Le chanteur espagnol Julio Iglesias a réagi aux accusations publiques de deux femmes l’accusant de comportements violents et inappropriés durant leur collaboration avec lui. L’icône internationale de la musique, âgé de 82 ans, père de la star de la pop Enrique Iglesias et artiste ayant vendu plus de 300 millions de disques à travers le monde, fait désormais l’objet d’une enquête judiciaire en Espagne suite aux révélations d’ elDiario.es et d’Univision.

Les allégations concernent deux anciennes employées des propriétés d’Iglesias à Punta Cana, en République dominicaine, et à Lyford Cay, aux Bahamas. L’une des plaignantes, identifiée comme Rebeca, une employée de maison originaire de République dominicaine, affirme qu’Iglesias l’a convoquée à plusieurs reprises dans sa chambre en 2021 et l’a touchée sans son consentement. Elle allègue également avoir été contrainte à des actes sexuels avec une autre employée et décrit avoir subi des violences physiques, notamment des gifles.

La seconde femme, une kinésithérapeute vénézuélienne qui a utilisé le pseudonyme de Laura, a accusé Iglesias de l’avoir embrassée et touchée de manière non consentie, notamment sur la plage et au bord de la piscine de sa villa à Punta Cana. Elle a également décrit un environnement de travail oppressant, marqué par des menaces de licenciement, des restrictions alimentaires imposées et des demandes d’informations personnelles, comme son cycle menstruel. Laura a ajouté que d’autres employés subissaient des pressions similaires et que certains n’avaient pas pu refuser ses avances.

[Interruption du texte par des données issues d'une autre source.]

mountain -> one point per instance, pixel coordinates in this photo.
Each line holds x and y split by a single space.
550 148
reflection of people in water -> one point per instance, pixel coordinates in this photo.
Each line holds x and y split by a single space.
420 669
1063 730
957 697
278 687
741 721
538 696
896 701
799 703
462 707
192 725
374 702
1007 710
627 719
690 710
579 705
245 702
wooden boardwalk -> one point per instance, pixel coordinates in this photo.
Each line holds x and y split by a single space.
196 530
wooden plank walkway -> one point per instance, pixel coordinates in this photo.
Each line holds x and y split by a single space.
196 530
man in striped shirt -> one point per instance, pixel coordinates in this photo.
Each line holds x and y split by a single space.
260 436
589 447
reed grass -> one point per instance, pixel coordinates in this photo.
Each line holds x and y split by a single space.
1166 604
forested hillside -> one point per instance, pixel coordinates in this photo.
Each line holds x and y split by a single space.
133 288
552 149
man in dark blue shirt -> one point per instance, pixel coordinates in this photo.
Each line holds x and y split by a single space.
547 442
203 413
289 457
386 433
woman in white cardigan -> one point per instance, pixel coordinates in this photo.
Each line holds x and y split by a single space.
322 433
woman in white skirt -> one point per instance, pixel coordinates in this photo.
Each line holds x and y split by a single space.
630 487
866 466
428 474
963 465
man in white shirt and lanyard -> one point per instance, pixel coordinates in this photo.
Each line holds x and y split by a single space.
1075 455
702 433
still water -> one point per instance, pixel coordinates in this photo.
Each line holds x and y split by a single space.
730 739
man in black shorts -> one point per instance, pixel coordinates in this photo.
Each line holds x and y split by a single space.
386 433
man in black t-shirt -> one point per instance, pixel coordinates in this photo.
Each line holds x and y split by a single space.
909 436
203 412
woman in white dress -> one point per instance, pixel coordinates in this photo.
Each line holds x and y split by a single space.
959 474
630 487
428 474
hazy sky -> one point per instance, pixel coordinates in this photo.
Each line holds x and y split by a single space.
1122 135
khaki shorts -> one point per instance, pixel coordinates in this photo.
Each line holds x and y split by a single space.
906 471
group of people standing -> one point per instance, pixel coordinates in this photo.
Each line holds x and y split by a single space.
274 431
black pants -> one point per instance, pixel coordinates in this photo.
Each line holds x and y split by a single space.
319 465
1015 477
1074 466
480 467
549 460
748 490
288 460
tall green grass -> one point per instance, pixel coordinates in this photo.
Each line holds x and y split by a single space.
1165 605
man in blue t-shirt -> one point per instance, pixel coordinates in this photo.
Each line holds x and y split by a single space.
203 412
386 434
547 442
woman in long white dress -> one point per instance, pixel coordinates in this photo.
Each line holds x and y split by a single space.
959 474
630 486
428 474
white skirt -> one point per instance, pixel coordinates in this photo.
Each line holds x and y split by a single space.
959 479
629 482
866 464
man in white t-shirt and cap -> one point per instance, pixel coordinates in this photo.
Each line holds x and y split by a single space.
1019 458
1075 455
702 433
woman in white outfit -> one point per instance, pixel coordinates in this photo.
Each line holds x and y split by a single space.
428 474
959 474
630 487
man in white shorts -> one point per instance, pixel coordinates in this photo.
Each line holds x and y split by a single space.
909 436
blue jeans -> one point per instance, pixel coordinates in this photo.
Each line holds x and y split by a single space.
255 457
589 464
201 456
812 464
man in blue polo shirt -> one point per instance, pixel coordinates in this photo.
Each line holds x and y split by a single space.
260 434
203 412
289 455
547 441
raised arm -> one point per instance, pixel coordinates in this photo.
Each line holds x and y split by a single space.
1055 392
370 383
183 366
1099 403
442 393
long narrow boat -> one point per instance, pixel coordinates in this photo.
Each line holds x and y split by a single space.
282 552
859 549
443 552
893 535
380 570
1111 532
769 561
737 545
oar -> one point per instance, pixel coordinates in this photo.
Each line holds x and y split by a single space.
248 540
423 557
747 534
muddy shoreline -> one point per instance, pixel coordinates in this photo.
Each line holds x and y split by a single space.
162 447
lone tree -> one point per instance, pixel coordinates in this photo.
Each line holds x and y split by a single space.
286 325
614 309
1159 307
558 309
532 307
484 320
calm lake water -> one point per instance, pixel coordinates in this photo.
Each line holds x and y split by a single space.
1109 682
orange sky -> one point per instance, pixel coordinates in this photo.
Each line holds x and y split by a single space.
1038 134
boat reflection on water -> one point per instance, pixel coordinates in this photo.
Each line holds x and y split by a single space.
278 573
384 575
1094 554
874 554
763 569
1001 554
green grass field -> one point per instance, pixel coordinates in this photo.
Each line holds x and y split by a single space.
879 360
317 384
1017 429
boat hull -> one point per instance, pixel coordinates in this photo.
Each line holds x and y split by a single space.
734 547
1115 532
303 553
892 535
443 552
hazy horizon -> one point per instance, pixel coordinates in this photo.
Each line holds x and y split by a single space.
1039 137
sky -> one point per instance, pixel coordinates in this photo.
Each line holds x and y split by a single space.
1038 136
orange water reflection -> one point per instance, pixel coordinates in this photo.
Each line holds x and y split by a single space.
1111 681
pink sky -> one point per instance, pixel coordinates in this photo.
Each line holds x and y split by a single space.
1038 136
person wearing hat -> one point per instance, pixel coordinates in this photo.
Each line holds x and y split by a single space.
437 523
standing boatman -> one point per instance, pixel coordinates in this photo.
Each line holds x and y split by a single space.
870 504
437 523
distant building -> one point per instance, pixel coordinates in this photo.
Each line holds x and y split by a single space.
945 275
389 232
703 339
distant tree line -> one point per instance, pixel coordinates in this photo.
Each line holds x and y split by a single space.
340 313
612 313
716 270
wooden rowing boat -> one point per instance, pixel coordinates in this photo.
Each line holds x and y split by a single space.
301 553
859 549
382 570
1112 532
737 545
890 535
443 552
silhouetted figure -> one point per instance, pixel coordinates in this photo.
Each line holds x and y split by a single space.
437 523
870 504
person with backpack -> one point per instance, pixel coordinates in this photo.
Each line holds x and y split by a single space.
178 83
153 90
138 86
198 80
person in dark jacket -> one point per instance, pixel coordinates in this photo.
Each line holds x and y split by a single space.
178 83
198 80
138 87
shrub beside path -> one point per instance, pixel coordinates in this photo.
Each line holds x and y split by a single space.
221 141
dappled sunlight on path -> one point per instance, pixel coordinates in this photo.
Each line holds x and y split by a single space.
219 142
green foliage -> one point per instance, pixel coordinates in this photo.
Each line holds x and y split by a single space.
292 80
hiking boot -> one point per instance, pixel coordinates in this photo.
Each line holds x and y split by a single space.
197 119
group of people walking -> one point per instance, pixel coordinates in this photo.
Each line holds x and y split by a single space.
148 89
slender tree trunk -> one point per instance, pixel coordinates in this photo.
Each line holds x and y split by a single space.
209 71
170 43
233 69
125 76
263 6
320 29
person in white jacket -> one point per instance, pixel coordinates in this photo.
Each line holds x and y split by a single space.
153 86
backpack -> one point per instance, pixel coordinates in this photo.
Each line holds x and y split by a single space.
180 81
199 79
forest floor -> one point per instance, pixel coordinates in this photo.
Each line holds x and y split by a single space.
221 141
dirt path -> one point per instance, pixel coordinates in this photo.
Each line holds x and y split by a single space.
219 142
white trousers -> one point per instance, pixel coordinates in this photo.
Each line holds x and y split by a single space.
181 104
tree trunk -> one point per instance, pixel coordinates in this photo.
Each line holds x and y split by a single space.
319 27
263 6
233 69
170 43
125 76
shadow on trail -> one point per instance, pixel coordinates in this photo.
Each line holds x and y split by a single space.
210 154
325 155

Des informations indiquent que plusieurs anciennes employées ont été contraintes de subir des examens gynécologiques, des dépistages d’IST, des tests de grossesse et des échographies pelviennes. Des plaintes ont été déposées le 5 janvier devant la juridiction espagnole pour agression sexuelle et traite d’êtres humains, les crimes étant présumés commis à l’étranger. Selon des médias d’investigation, les preuves incluent des SMS, des relevés téléphoniques, des rapports médicaux et des photographies.
Iglesias a nié toutes les allégations, affirmant sur Instagram n’avoir jamais abusé ni contraint qui que ce soit, qualifiant les accusations de « totalement fausses » et exprimant sa profonde tristesse. Il a remercié ses soutiens et amis pour leurs messages de solidarité, notamment des personnalités comme Isabel Díaz Ayuso, présidente de la région de Madrid.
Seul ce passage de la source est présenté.